Take a second and consider from your own experiences the vastness of the Earth—its numerous continents, oceans, and nation-states. Over a million Earths can fit into the sun alone and that is to say nothing of the gaping expanse of the solar system out to the Oort Cloud. There are approximately 100 billion stars in the Milky Way, a moderately sized galaxy; there are as many as 2 trillion galaxies in the observable universe.
The immensity of the cosmos is only understood when one fails to understand it. Nonetheless, it is possible to mathematically describe the evolution of the universe as a whole. In 1922 Russian physicist, Alexander Friedmann, published a pioneering paper titled On the Curvature of Space which laid the foundation for modern cosmology.
At a time when the prevailing cosmological models envisioned a static universe, Friedmann introduced an alternative picture: a dynamic spacetime, the fate of which is determined by its matter and energy content.

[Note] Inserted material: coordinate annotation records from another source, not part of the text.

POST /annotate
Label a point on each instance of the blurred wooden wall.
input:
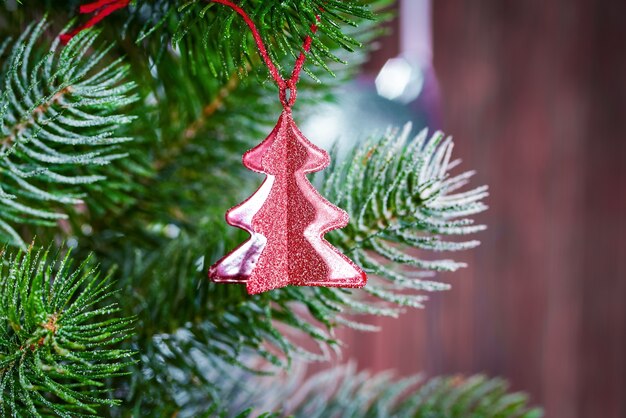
(534, 93)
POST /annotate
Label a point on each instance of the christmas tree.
(121, 147)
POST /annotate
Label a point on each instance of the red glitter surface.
(287, 219)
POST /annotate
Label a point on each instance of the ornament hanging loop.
(287, 94)
(286, 87)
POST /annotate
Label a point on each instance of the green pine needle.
(56, 336)
(58, 117)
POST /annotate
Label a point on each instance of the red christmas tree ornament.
(286, 217)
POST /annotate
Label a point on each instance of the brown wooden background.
(534, 93)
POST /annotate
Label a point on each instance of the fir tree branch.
(56, 334)
(57, 125)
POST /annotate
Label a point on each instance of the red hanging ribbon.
(283, 84)
(101, 8)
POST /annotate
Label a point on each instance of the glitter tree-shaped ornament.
(286, 217)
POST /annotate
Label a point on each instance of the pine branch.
(283, 23)
(56, 334)
(57, 127)
(221, 324)
(403, 204)
(342, 391)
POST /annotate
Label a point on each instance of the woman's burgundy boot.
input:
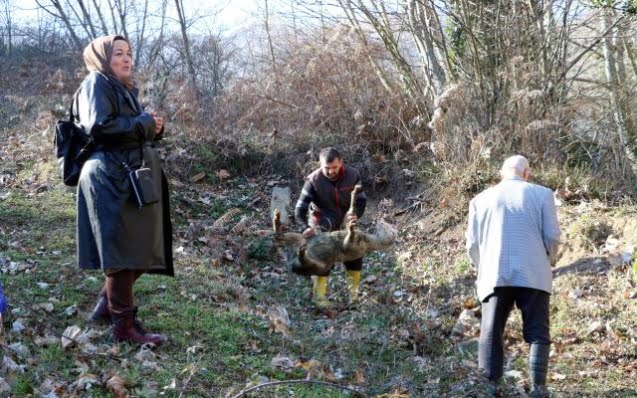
(100, 313)
(125, 330)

Competing Cosmological Models
Friedmann's work emerged against the backdrop of Albert Einstein’s and Willem de Sitter’s provisional models of the universe. Both scientists had applied general relativity to cosmology, but with a few conceptual differences. Einstein’s approach proposed a cylindrical geometry where the size of the universe remained constant over time. This required the addition of a cosmological constant, Λ, to counteract gravitational collapse.